Conservation reserve in the Port Hills south of Christchurch, New Zealand

Kennedy's Bush Scenic Reserve is a public conservation reserve in the Port Hills south of Christchurch, New Zealand. It sits above the suburb of Kennedys Bush on the northern side of the hills, just north of Ōrongomai / Cass Peak. The reserve is covered in dense native bush, and at 130 hectare it is the largest remaining patch of native bush on the Port Hills.

==Ecology==
In 1906 a survey found 96 species of flora in the reserve. Today the reserve still contains a wide variety of native species of plant. These include ferns, grasses, trees and climbing flowers, as well as and some threatened species including native speargrass, kānuka, rōhutu, and tōtara. Three different species of stick insects in the genus Tectarchus (T. huttoni, T. ovobessus, and the holotype of T. semilobatus) have been collected from Kennedy's Bush.

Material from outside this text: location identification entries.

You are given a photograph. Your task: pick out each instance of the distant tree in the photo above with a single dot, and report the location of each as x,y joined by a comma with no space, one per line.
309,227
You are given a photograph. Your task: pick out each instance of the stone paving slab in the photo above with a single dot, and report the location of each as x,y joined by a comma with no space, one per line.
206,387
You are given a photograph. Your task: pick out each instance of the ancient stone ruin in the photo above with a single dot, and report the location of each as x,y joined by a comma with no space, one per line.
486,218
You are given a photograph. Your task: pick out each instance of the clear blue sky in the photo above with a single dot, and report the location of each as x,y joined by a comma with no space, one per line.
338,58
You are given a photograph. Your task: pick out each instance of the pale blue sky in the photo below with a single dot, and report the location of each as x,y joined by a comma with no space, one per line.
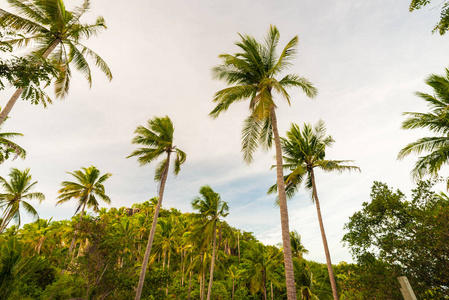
366,58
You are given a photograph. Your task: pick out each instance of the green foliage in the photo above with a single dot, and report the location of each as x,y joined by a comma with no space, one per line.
9,148
437,121
88,186
391,233
443,25
47,24
157,139
66,286
303,150
16,191
252,73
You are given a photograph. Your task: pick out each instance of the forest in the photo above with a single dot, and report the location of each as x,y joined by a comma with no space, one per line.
148,250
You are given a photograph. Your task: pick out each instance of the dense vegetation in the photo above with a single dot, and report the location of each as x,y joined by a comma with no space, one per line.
150,252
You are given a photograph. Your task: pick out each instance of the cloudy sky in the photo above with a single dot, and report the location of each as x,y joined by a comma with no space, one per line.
367,58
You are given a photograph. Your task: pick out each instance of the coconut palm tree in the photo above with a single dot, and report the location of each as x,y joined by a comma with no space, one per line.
56,34
157,140
88,186
437,121
252,75
304,150
298,248
15,194
260,266
8,148
211,208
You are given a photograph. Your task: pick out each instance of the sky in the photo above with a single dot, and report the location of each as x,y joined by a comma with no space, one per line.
366,58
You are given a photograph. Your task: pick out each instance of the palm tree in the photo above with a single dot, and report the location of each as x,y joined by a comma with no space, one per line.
211,208
304,150
298,248
437,121
17,191
252,76
260,266
7,147
57,34
156,139
88,186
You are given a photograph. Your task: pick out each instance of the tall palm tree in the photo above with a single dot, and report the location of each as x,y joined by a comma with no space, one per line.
56,34
211,208
15,194
251,74
304,150
298,248
8,147
437,121
88,186
157,140
260,266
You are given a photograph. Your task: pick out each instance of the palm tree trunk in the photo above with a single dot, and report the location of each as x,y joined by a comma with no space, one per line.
203,279
288,261
238,243
233,288
6,219
264,278
8,107
72,244
211,278
153,230
323,235
190,284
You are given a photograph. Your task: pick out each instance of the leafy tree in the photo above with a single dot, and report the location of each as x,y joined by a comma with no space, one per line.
252,75
8,147
298,248
157,140
57,33
16,191
437,121
24,72
443,25
260,265
211,208
410,236
14,267
88,186
304,150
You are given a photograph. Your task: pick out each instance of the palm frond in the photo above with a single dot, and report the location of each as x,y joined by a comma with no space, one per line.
228,96
251,132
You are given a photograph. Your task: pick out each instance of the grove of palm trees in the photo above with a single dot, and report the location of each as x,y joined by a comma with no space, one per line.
241,212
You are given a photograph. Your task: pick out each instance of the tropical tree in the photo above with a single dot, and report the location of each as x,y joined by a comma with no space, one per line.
437,121
252,75
211,208
260,266
298,248
15,195
88,186
57,34
443,25
156,139
304,150
8,147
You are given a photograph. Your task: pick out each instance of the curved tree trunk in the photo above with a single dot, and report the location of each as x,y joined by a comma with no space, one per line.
72,244
153,230
238,243
211,278
8,107
323,235
288,261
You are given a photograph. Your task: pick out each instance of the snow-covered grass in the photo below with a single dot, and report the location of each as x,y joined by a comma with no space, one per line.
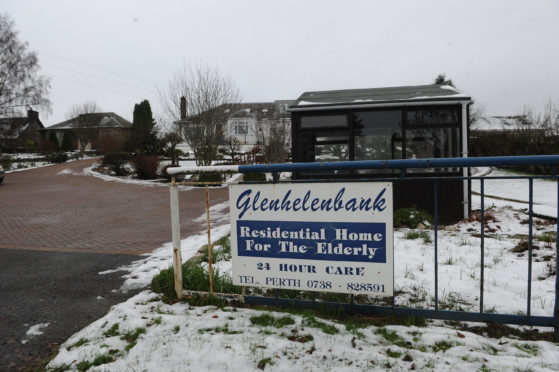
145,333
180,337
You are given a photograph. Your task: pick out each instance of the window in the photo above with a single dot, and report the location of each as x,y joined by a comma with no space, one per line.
326,121
432,143
240,128
432,117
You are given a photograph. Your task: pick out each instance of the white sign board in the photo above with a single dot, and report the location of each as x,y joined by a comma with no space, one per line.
327,237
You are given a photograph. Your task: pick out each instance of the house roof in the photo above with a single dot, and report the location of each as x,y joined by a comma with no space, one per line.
11,128
416,93
94,120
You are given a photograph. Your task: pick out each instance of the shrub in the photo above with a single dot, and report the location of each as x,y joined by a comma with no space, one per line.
411,217
146,166
30,146
195,277
116,162
57,157
209,177
166,176
47,147
254,177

Native birds are present in the reserve, including korimako, riroriro, kererū, and pīwakawaka. Tūī were also present during the early 20th century.

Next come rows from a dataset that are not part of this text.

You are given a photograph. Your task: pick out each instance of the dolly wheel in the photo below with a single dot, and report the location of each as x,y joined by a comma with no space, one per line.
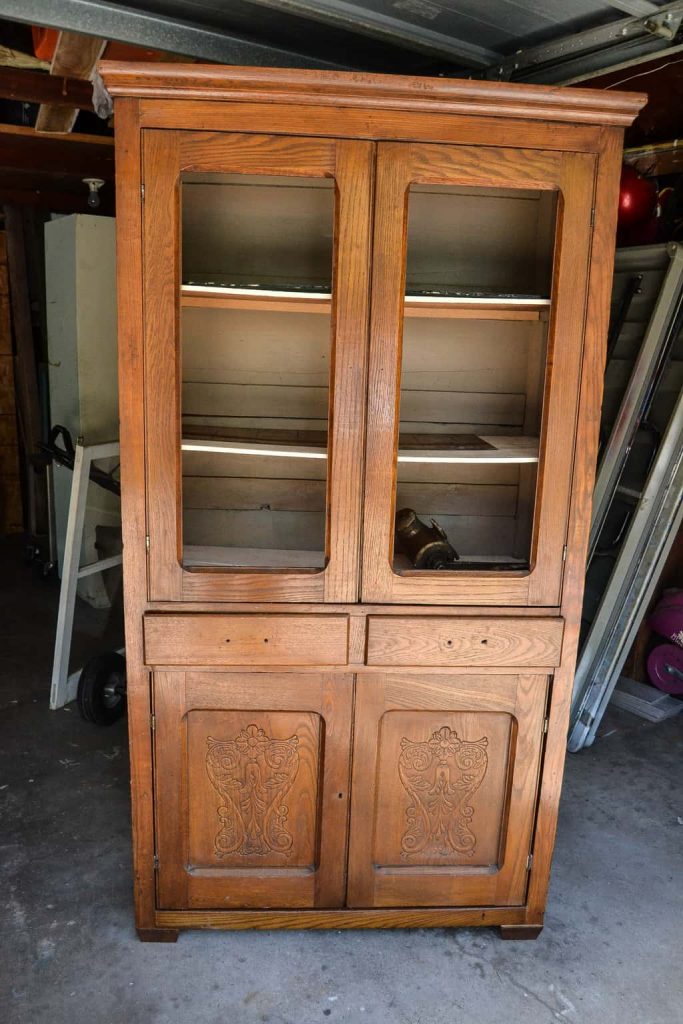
101,688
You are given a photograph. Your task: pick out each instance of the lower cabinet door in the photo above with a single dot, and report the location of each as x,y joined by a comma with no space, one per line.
252,781
444,786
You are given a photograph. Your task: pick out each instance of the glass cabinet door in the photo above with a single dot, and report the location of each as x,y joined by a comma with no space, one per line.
478,293
256,291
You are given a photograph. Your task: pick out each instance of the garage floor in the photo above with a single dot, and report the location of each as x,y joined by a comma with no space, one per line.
609,953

Pest control has been ongoing in the area as far back as 1920, when more than 4000 rabbits were trapped in the area. Multiple agencies and community groups have been working to eliminate pest animals in the reserve since the 1990s. Pest species include rats, feral cats, mustelids and possums.

==History==
The area was originally owned by Thomas Kennedy from 1856, who harvested timber from the forest. Beginning in 1900 politician Harry Ell began a campaign to preserve access to walking tracks and the remaining remnants of native bush on the Port Hills. In 1903 he was instrumental in getting the Scenery Preservation Act through parliament. In 1906 with a subsidy from Prime Minister Richard Seddon and some additional fundraising, he was able to purchase 50 acres of the bush and release it as Crown land. The remainder was acquired by the Scenery Preservation Board after 1908 from landowners including Heaton Rhodes.

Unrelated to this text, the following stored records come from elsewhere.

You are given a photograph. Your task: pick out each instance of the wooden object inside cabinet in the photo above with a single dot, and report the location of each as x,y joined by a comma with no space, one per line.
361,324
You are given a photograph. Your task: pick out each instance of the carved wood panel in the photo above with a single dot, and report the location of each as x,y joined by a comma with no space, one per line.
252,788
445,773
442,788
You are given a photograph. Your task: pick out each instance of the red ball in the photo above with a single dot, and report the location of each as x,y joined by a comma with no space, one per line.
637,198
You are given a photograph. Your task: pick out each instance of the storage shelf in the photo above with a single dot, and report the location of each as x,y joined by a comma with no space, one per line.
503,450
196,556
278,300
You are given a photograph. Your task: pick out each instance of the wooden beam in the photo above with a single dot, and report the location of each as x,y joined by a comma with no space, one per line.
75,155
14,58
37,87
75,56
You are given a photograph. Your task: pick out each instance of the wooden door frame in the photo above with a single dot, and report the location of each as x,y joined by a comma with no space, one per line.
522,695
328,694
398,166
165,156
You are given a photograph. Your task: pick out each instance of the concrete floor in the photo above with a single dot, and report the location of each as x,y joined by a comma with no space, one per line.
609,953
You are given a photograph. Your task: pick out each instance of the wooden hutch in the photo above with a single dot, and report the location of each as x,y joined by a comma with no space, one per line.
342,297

There was a fire that destroyed 50 acres of the native forest in 1931, though it mostly only damaged the fringes of the forest.

The reserve contains a number of walking tracks, and is accessible from the Crater Rim walking track. In 2023 a carpark and lookout was opened in the reserve on the south side of Summit Road, opposite the Sign of the Bellbird, with a cost of .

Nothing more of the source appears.